[LLVMdev] RFC: New EH representation for MSVC compatibility

Thu Jun 4 11:37:15 PDT 2015

> On May 15, 2015, at 3:37 PM, Reid Kleckner <rnk at google.com> wrote:
> After a long tale of sorrow and woe, my colleagues and I stand here before you defeated. The Itanium EH representation is not amenable to implementing MSVC-compatible exceptions. We need a new representation that preserves information about how try-catch blocks are nested.

A couple quick apologies: this response is pretty late, and for the same reasons I’ve only been able to skim the rest of the thread.

I think the basic ideas in this proposal seem reasonable, although it seems they may have evolved a bit over the course of the thread.  A few points do stand out to me:

> Instead, all MSVC EH personality functions (x86, x64, ARM) cross (C++, SEH) are implemented with interval tables that express the nesting levels of various source constructs like destructors, try ranges, catch ranges, etc. When you rinse your program through LLVM IR today, this structure is what gets lost.

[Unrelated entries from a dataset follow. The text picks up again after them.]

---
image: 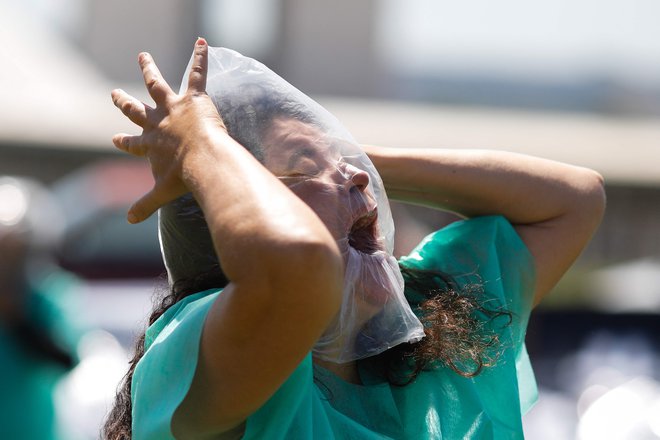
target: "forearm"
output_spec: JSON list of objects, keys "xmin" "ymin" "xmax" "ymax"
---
[
  {"xmin": 182, "ymin": 131, "xmax": 338, "ymax": 282},
  {"xmin": 365, "ymin": 146, "xmax": 602, "ymax": 224}
]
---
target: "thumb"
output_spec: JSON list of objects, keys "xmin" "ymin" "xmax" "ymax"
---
[{"xmin": 126, "ymin": 188, "xmax": 167, "ymax": 224}]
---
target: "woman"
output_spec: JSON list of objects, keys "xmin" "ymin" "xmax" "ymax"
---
[{"xmin": 105, "ymin": 39, "xmax": 604, "ymax": 439}]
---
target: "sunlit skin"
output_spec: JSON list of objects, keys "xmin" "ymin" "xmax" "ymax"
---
[
  {"xmin": 262, "ymin": 117, "xmax": 388, "ymax": 383},
  {"xmin": 262, "ymin": 117, "xmax": 382, "ymax": 253},
  {"xmin": 113, "ymin": 39, "xmax": 605, "ymax": 438}
]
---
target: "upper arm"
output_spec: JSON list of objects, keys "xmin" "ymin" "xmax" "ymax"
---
[
  {"xmin": 514, "ymin": 170, "xmax": 605, "ymax": 305},
  {"xmin": 173, "ymin": 241, "xmax": 343, "ymax": 434}
]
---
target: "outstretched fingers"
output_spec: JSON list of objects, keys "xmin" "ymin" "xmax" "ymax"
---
[
  {"xmin": 188, "ymin": 38, "xmax": 209, "ymax": 93},
  {"xmin": 138, "ymin": 52, "xmax": 174, "ymax": 105},
  {"xmin": 111, "ymin": 89, "xmax": 151, "ymax": 128},
  {"xmin": 112, "ymin": 133, "xmax": 147, "ymax": 156}
]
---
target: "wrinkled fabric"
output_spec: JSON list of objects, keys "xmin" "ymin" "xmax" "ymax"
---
[
  {"xmin": 132, "ymin": 217, "xmax": 537, "ymax": 440},
  {"xmin": 159, "ymin": 47, "xmax": 424, "ymax": 363}
]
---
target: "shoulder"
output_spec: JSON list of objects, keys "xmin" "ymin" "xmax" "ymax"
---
[
  {"xmin": 131, "ymin": 290, "xmax": 219, "ymax": 439},
  {"xmin": 400, "ymin": 216, "xmax": 535, "ymax": 328}
]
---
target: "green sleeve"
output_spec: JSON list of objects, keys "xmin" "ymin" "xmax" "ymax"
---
[{"xmin": 394, "ymin": 216, "xmax": 537, "ymax": 439}]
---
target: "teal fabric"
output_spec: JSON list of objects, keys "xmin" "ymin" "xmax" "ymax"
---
[
  {"xmin": 0, "ymin": 271, "xmax": 82, "ymax": 440},
  {"xmin": 132, "ymin": 216, "xmax": 536, "ymax": 440}
]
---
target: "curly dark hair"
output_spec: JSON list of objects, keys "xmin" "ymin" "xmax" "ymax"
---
[
  {"xmin": 101, "ymin": 85, "xmax": 511, "ymax": 440},
  {"xmin": 101, "ymin": 265, "xmax": 512, "ymax": 440}
]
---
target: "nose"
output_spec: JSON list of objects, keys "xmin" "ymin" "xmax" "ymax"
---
[{"xmin": 346, "ymin": 164, "xmax": 369, "ymax": 191}]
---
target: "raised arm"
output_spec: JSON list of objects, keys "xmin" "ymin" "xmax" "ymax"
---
[
  {"xmin": 365, "ymin": 146, "xmax": 605, "ymax": 304},
  {"xmin": 112, "ymin": 39, "xmax": 343, "ymax": 438}
]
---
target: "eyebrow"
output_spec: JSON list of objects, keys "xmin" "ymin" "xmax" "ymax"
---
[{"xmin": 287, "ymin": 147, "xmax": 317, "ymax": 169}]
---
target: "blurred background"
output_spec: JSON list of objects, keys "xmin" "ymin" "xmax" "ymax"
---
[{"xmin": 0, "ymin": 0, "xmax": 660, "ymax": 440}]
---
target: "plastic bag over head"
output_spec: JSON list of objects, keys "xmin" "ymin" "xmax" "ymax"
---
[{"xmin": 159, "ymin": 47, "xmax": 424, "ymax": 363}]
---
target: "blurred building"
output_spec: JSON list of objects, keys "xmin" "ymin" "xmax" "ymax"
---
[{"xmin": 0, "ymin": 0, "xmax": 660, "ymax": 440}]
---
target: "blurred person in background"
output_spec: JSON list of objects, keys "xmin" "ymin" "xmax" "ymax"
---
[
  {"xmin": 104, "ymin": 39, "xmax": 604, "ymax": 439},
  {"xmin": 0, "ymin": 176, "xmax": 78, "ymax": 440}
]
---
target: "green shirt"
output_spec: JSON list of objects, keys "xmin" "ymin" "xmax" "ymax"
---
[{"xmin": 132, "ymin": 216, "xmax": 537, "ymax": 440}]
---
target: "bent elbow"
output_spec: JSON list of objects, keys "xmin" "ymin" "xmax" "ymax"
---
[{"xmin": 575, "ymin": 168, "xmax": 607, "ymax": 230}]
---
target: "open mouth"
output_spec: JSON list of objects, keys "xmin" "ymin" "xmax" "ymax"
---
[{"xmin": 348, "ymin": 209, "xmax": 382, "ymax": 254}]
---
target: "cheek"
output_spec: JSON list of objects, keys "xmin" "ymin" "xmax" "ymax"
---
[{"xmin": 291, "ymin": 181, "xmax": 351, "ymax": 230}]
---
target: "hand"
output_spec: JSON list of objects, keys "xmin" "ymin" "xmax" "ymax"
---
[{"xmin": 112, "ymin": 38, "xmax": 226, "ymax": 223}]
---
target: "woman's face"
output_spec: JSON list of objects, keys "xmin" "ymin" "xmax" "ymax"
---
[{"xmin": 262, "ymin": 117, "xmax": 383, "ymax": 254}]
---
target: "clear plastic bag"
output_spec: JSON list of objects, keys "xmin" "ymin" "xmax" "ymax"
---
[{"xmin": 159, "ymin": 47, "xmax": 424, "ymax": 363}]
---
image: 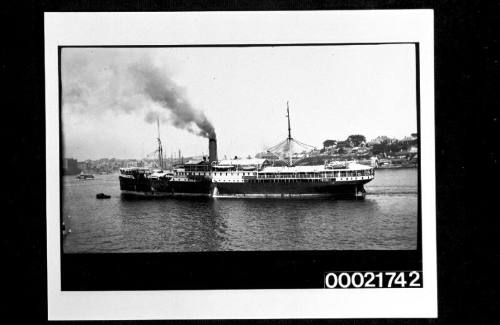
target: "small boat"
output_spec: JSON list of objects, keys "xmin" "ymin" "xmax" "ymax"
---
[
  {"xmin": 76, "ymin": 172, "xmax": 94, "ymax": 180},
  {"xmin": 95, "ymin": 193, "xmax": 111, "ymax": 199}
]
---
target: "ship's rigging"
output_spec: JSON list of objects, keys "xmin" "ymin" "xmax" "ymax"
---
[{"xmin": 267, "ymin": 101, "xmax": 316, "ymax": 166}]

Yes.  It seems to me that the main additional thing that your proposed IR preserves is the ability to very easily reconstruct the tree of control flow.  Correct?

> New information
> -------------------------
> 
> Recently, we have discovered that the tables for __CxxFrameHandler3 have the additional constraint that the EH states assigned to a catch body must immediately follow the state numbers assigned to the try body. The natural scoping rules of C++ make it so that doing this numbering at the source level is trivial, but once we go to LLVM IR CFG soup, scopes are gone. If you want to know exactly what corner cases break down, search the bug database and mailing lists. The explanations are too long for this RFC.

I don’t quite understand this constraint (aren’t the EH states within the catch body in a different function and therefore numbered separately?), and I don’t really understand why it makes anything about EH harder (aren’t you still going to have exactly the same numbering problems with cleanups/catches being shared between invoke sites?) as opposed to simply being something that you didn’t design your current implementation around, but it doesn’t really matter.  If the new representation is better, it’s better.

> New representation
> ------------------------------
> 
> I propose adding the following new instructions, all of which (except for resume) are glued to the top of their basic blocks, just like landingpads.

The fact that most of these are terminators makes pinning to the absolutely beginning really problematic.  An edge that can’t support arbitrary code is one thing (although usually they’re at least splittable!), but at the very least, we need to be able to drop phis and debug instructions in basic blocks, or you’re going to completely wreck basic optimizability.

You should consider giving these a consistent prefix, like “eh_” or “eh.”, just to clearly distinguish them.  You can rename “resume” and “landingpad”, too.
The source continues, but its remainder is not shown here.